My ThinkPad T440s (wireless chipset Intel Corporation Wireless 7260
) running Ubuntu 22.10 has been exhibiting unexplained periodic latency spikes on WiFi.
Observed behavior
- The spikes occur exactly every 5min and cause the latency to spike from below 10ms to over 100ms.
- The behavior occurs only on WiFi and not on a wired connection.
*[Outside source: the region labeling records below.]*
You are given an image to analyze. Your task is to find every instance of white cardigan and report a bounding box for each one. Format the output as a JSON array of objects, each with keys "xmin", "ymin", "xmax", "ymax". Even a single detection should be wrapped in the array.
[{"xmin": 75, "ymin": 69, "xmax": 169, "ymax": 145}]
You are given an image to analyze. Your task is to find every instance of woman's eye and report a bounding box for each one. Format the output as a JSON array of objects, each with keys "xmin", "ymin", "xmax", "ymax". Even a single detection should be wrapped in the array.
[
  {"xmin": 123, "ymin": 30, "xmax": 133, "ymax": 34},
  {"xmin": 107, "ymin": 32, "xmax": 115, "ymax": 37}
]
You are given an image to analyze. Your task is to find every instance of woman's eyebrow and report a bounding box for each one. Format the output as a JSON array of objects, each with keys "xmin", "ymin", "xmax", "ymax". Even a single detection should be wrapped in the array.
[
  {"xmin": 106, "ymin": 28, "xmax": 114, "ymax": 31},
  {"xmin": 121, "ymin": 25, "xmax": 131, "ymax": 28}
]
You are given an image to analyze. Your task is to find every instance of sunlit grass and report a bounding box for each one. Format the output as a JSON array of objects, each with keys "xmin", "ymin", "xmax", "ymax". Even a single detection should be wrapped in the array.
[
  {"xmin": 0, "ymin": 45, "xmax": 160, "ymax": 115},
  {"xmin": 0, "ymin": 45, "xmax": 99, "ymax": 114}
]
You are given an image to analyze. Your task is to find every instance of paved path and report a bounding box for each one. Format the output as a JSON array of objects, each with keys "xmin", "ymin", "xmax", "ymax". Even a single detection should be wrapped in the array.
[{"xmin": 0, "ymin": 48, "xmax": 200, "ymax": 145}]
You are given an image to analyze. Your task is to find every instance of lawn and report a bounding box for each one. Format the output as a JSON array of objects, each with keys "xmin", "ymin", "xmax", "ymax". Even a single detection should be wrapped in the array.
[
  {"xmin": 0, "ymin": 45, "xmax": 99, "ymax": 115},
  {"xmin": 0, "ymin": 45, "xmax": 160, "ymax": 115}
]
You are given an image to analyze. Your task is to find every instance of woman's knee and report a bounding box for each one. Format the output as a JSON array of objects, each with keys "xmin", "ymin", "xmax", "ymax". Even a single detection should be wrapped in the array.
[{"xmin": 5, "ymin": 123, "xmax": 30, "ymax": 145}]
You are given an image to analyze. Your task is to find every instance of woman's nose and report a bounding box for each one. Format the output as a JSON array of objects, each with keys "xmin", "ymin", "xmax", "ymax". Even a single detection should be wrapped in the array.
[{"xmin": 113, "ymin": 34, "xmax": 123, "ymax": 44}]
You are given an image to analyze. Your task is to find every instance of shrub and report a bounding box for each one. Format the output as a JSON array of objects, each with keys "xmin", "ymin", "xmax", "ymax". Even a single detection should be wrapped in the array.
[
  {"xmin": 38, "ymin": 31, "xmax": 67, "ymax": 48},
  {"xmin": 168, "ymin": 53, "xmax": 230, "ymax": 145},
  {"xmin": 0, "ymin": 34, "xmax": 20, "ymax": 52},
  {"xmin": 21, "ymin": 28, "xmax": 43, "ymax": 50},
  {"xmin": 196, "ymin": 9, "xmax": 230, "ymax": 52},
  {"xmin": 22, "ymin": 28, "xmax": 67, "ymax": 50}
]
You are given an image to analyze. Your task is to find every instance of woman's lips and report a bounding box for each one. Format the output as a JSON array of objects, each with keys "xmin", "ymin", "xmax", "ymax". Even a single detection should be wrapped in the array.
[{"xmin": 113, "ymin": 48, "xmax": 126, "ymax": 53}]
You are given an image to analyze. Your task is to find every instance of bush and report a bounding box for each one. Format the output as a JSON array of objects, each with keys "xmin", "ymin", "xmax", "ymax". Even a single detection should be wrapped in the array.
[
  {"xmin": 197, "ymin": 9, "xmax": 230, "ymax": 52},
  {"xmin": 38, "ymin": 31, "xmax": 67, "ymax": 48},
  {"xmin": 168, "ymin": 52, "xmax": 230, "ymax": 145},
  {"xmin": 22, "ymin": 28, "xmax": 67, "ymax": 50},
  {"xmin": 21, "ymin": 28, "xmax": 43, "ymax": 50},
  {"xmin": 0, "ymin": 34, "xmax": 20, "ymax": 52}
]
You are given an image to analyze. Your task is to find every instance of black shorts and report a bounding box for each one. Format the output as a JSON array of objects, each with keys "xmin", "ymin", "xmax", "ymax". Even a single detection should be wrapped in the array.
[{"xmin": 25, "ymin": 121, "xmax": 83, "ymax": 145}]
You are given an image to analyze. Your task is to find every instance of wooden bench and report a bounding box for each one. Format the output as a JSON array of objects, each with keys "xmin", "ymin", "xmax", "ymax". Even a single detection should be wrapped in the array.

- The latency spikes are not correlated with other devices (e.g. my phone or MacBook).
Cause
A default Ubuntu install automatically runs geoclue to provide location services. Per default, geoclue scans for nearby WiFi access points every 300s (5min) which causes a freeze in WiFi traffic for the duration of the scan. This is not a new issue and has been reported before. The behavior can be reproduced by triggering a manual scan:
iw wlp3s0 scan
Solution
Disable WiFi scanning in geoclue
by editing /etc/geoclue/geoclue.conf
:
# WiFi source configuration options
[wifi]
# Enable WiFi source
enable=false
Tooling
Sampling latency
Sample WiFi latency by running ping
every 0.1s
.
This produces a row containing the timestamp and latency for each ping (rg
is ripgrep).
ping -s 64 -i 0.1 -D 192.168.1.1 | rg '\[(.*)\].*time=(.*) ms' -r '$1,$2' --line-buffered | tee latency.csv
Plot latency
The results can be plotted using gnuplot
.
gnuplot -e "file='latency.csv'" plot.gnu
plot.gnu
script:
set datafile separator ","
set xdata time
set timefmt "%s"
set format x "%M:%S"
p file u 1:2, file u 1:2 smooth bezier with lines
# Automatically refresh every 1s, comment out to disable
pause 1
reread
Other useful tools
blip can be used as a secondary method for sampling latency.
nethogs can be used to monitor application network usage.
wavemon can be used to monitor WiFi signal health.